Want to explore how to cook chorizo? Try this delicious chorizo chili, perfect for a fall night!
- 2 lbs. Kiolbassa Chorizo
- 2 cloves garlic, chopped
- 1 onion, diced
- 1 can of tomato sauce
- 2 T. chili powder
- 1 tsp. ground cumin
- 1 tsp. ground oregano
- 1 tsp. salt
- ½ tsp. cayenne pepper
- 1 can of diced tomatoes
- 1 can of kidney beans, drained
- 1 can of pinto beans, drained
- Optional toppings:
- Sour Cream
- Mexican Cheese, shredded
- Tortilla chips
- . Remove chorizo from casing and cook in a skillet over medium high heat until done. Drain and return to skillet.

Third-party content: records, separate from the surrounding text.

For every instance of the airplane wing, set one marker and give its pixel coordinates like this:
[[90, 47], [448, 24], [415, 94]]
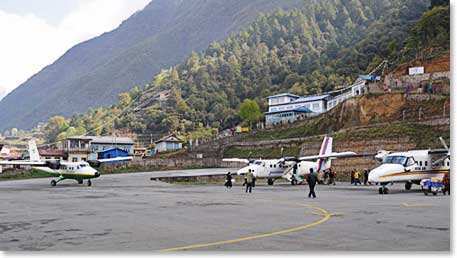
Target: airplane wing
[[189, 173], [438, 151], [236, 160], [22, 162], [346, 154]]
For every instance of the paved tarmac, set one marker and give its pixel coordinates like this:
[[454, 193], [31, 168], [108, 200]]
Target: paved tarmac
[[130, 212]]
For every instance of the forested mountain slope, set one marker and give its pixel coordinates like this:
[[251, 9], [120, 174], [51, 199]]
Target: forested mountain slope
[[93, 73], [305, 51]]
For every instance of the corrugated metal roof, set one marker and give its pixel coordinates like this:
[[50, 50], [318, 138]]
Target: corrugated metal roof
[[297, 109], [283, 94], [310, 98], [104, 139]]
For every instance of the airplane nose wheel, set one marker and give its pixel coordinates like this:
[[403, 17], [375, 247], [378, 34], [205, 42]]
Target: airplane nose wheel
[[383, 190], [408, 185]]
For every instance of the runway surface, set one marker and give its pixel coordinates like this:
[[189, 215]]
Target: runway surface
[[131, 212]]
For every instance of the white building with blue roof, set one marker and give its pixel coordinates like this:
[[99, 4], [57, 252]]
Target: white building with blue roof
[[287, 108]]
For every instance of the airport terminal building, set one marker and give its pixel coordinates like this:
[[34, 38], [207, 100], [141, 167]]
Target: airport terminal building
[[287, 108]]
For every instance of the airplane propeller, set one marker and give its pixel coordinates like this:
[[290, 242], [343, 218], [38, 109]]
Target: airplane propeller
[[448, 155]]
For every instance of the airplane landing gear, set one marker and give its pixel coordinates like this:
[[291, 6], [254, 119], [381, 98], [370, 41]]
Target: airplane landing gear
[[408, 185], [383, 189]]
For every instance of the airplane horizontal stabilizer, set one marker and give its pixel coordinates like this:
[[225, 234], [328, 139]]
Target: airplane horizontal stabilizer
[[346, 154], [236, 160]]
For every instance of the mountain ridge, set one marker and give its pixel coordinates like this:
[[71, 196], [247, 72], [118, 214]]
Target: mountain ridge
[[94, 72]]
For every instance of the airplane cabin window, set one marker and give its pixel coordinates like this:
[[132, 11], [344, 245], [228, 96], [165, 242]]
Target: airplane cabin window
[[395, 160], [410, 162]]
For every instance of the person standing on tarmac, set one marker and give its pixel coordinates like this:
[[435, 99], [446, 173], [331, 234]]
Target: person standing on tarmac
[[249, 181], [312, 179], [357, 178], [228, 179], [331, 176]]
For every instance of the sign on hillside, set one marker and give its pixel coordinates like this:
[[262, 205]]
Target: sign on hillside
[[416, 70]]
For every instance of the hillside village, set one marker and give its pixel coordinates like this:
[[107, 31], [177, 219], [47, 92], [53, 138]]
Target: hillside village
[[162, 121]]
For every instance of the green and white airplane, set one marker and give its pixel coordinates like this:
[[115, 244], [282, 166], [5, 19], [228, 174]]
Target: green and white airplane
[[78, 171]]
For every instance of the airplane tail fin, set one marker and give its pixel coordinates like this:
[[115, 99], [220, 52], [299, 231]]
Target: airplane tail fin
[[326, 149], [33, 151]]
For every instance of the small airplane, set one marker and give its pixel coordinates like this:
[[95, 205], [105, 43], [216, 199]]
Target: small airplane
[[78, 171], [410, 167], [292, 168]]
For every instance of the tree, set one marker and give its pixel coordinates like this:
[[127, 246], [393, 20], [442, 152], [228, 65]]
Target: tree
[[55, 126], [124, 99], [250, 112]]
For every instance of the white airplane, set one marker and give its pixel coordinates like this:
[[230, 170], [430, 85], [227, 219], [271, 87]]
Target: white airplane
[[410, 167], [78, 171], [292, 168]]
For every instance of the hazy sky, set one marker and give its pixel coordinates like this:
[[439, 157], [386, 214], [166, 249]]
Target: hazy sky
[[34, 33]]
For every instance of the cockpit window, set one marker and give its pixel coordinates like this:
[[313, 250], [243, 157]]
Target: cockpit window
[[411, 162], [395, 160]]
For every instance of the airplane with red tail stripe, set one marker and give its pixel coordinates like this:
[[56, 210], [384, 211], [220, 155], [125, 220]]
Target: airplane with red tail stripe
[[293, 169]]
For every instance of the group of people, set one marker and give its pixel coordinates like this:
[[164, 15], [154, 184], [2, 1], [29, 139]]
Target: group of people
[[249, 181], [312, 179], [356, 177], [427, 88], [329, 177]]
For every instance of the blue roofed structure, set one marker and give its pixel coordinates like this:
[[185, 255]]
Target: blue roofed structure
[[112, 153]]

- Add onions and garlic to skillet and sauté until onions are translucent.
- Pour in tomato sauce, diced tomatoes, chili powder, cumin, oregano, salt and cayenne pepper. Stir until all ingredients are mixed and cover. Reduce to low heat.
- Simmer for 1 hour, stirring occasionally. Add kidney and pinto beans, then stir. Simmer for 10 minutes.
- Serve with your favorite toppings and enjoy!